Fleeing U.S. for Texas

In its early days, Texas (the Mexican state and the Republic of Texas nation) was a place of escape for some folks fleeing the United States who wanted to leave their past behind. Some availed of the opportunity and made new lives. Others could not or did not outrun their past.

The missionary Baptists had three notorious “bandits” who escaped the law in the United States by fleeing to Mexican Texas: Thomas Washington CoxPeter Eldridge, and David Lewis. Z. N. Morrell suggests the same for Robert G. Green, of a more anti-missionary flavor. At least Green apparently wound up derelict, as far as Morrell knew.[i]

Cox helped found the first Baptist Association in Texas, then flew the Baptist coop to the Campbellite Restoration movement – finally, quitting preaching altogether.[ii] Eldridge adopted apostasy and open communion, probably destroying several churches in the Sabine and San Augustine counties region.[iii] His violations were egregious to the point that associations discussed the propriety of churches even receiving members who were baptized by Eldridge – but eventually he made a happy reconciliation with the Southern Baptists.[iv] Lewis failed in Indian missions and helped split the Sabine Baptist Association, before moving on to be a state missionary for the Baptist State Convention of Texas. He then disappeared to who knows where.

For most, other than historians and genealogists, these names are long unnoticed and forgotten. Nevertheless, they are integral parts of the founding of the Baptist churches in the state of Texas.


[i] Green arrived Texas in 1838, and helped organize two or three churches. He was soon overtaken by “John Barleycorn,” as Morrell puts it. Flowers and Fruits from the Wilderness, Z. N. Morrell, pp. 200-201.
[ii] Rev.
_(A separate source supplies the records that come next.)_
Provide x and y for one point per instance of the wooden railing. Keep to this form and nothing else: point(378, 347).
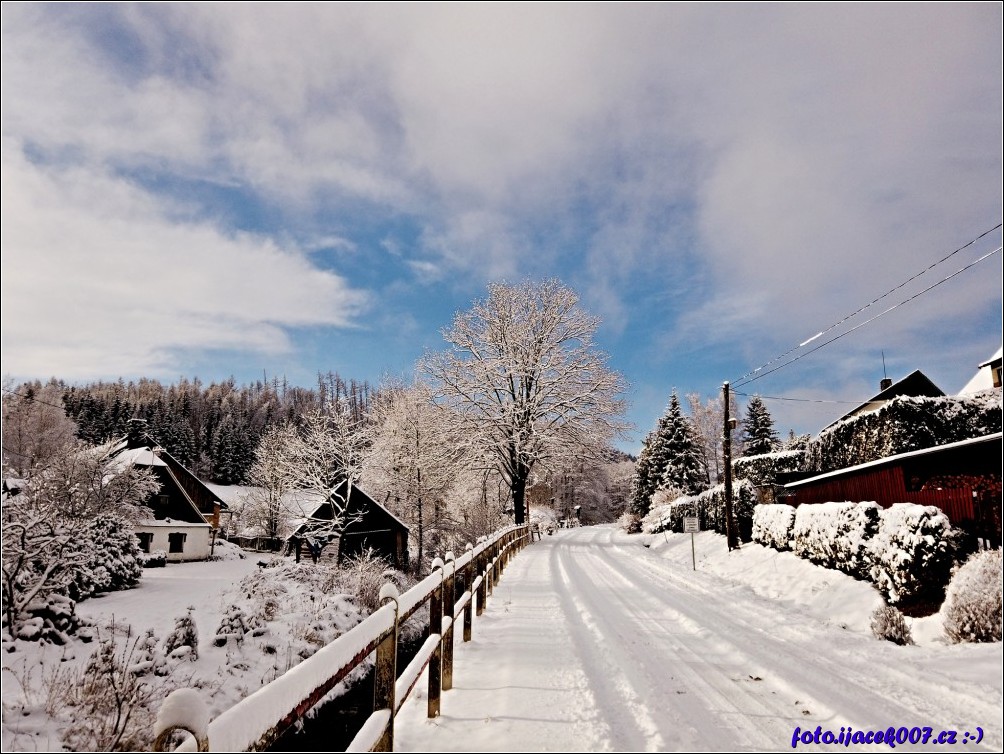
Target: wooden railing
point(259, 720)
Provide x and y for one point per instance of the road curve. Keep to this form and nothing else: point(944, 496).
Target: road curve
point(592, 643)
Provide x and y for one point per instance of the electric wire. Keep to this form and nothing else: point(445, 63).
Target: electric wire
point(743, 382)
point(865, 306)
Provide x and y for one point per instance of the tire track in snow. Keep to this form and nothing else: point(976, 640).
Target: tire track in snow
point(839, 686)
point(709, 697)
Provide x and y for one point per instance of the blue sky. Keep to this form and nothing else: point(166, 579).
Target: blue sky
point(245, 189)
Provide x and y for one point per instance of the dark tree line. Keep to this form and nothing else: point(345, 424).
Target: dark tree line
point(213, 429)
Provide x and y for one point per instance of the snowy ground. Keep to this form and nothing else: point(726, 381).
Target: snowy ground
point(596, 641)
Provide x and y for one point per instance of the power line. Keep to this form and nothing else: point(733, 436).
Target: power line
point(799, 400)
point(930, 267)
point(861, 324)
point(33, 399)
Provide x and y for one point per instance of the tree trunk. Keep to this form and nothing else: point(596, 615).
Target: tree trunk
point(518, 490)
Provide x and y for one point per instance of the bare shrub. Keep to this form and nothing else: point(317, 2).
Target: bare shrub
point(889, 623)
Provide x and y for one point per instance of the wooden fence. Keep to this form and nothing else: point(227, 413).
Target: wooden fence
point(260, 719)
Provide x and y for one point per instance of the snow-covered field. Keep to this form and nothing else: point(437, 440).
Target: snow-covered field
point(597, 641)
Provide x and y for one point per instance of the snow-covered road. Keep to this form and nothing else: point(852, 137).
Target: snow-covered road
point(592, 642)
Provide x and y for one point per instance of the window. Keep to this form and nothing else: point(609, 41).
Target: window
point(146, 540)
point(176, 541)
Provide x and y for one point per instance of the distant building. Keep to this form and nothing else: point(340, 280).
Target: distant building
point(987, 378)
point(366, 525)
point(915, 385)
point(962, 479)
point(186, 512)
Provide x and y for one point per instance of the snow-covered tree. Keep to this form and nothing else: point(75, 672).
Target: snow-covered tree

T. W. Cox in A History of the Rise and Progress of the Baptists in Alabama, Hosea Holcombe, pp. 71, 148-149, 232, 254. See also, “Texas Baptists, Their Beginnings” in the Jacksboro Gazette, Thursday, November 19, 1908, p. 2.
[iii] In July of 1847, Campbellite minister William DeFee wrote the The Millennial Harbinger that we “had a meeting twelve days ago, in Sabine county, with brother Peter Eldridge and G. W. Slaughter, Baptist preachers, on union and creeds, and agreed to unite on ‘one Lord, one faith, one baptism for remission of sins.’” (Series III, Vol. IV, A. Campbell and W. K. Pendleton, Bethany, VA: Printed by A. Campbell, 1847.) Slaughter went on to become an extremely popular minister in the Baptist State Convention of Texas. Eldridge and Slaughter clearly headed toward the Campbellite position, but apparently drew back at the last.
[iv] The Tennessee Baptist, Saturday, December 2, 1854, p. 4.